Now that my kitchen is back to normal, well, is now a new and improved normal I can cook again. I seriously felt so stressed trying to cook in the construction zone that I goofed up the simplest of recipes! Needless to say my desire to cook went drastically downhill. But now I have a working kitchen again, so good dinner is back on the table!
And today I’m going to share the pork chop recipe that made me like pork chops with you. These Parmesan and Sage Pork Chops are so good! And this is coming from a gal who typically doesn’t like pork.

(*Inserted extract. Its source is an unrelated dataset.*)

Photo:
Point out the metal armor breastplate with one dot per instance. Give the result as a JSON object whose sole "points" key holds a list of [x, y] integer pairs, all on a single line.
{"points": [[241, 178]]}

It’s the breading on these pork chops that really shines! The sage is so good, but it’s the bit of lemon zest that really sets it off. The two compliment each other so well! This recipe made me want to expand my pork chop horizon, but I keep coming back to this one! Perfect for a weeknight meal and so tasty!

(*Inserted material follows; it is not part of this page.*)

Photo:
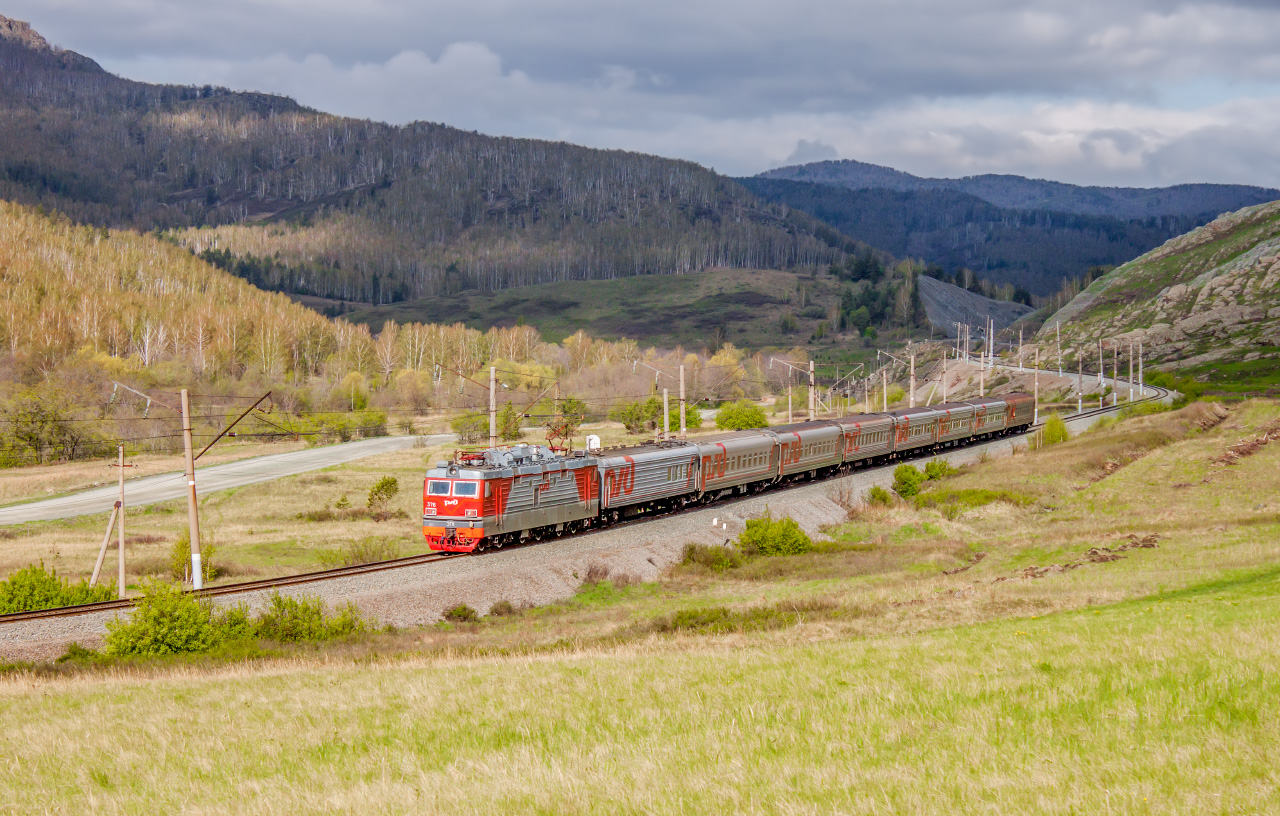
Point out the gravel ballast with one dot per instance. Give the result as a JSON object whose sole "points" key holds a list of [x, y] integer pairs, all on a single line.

- 1 tablespoons all-purpose flour
- 1 pinch salt
- 1 pinch ground black pepper
- 1 egg, lightly beaten
- 1/3 cup Italian bread crumbs
- 1/4 cup grated Parmesan cheese
- 3/4 teaspoons rubbed sage
- 1 lemon, zested
- 4 boneless pork chops
- 1 tablespoon olive oil
- 1 tablespoon butter
- Preheat oven to 425 degrees F . Lightly grease a 9 x 13-inch baking dish.
- Mix flour, salt, and ground pepper in a shallow dish. Beat egg in a shallow dish. Combine bread crumbs, Parmesan cheese, sage, and lemon zest in a shallow dish. Gently press pork into flour mixture to coat and shake off excess flour. Dip into beaten egg, then press into bread crumbs.
- Heat olive oil and butter in a skillet over medium heat. Brown pork chops on each side, about 4 minutes per side, then transfer to baking dish.
- Bake in preheated oven until juices run clear and a meat thermometer inserted into the middle of pork reads 145 degrees (10-15 minutes).
- Remove from oven and let rest for 3 minutes before serving.
This is a winner in my house. I hope it’s a winner in yours!
Are you a fan of the “other white meat”? Or is beef “what’s for dinner?” Or chicken? Even without a catchy slogan we eat a lot of chicken.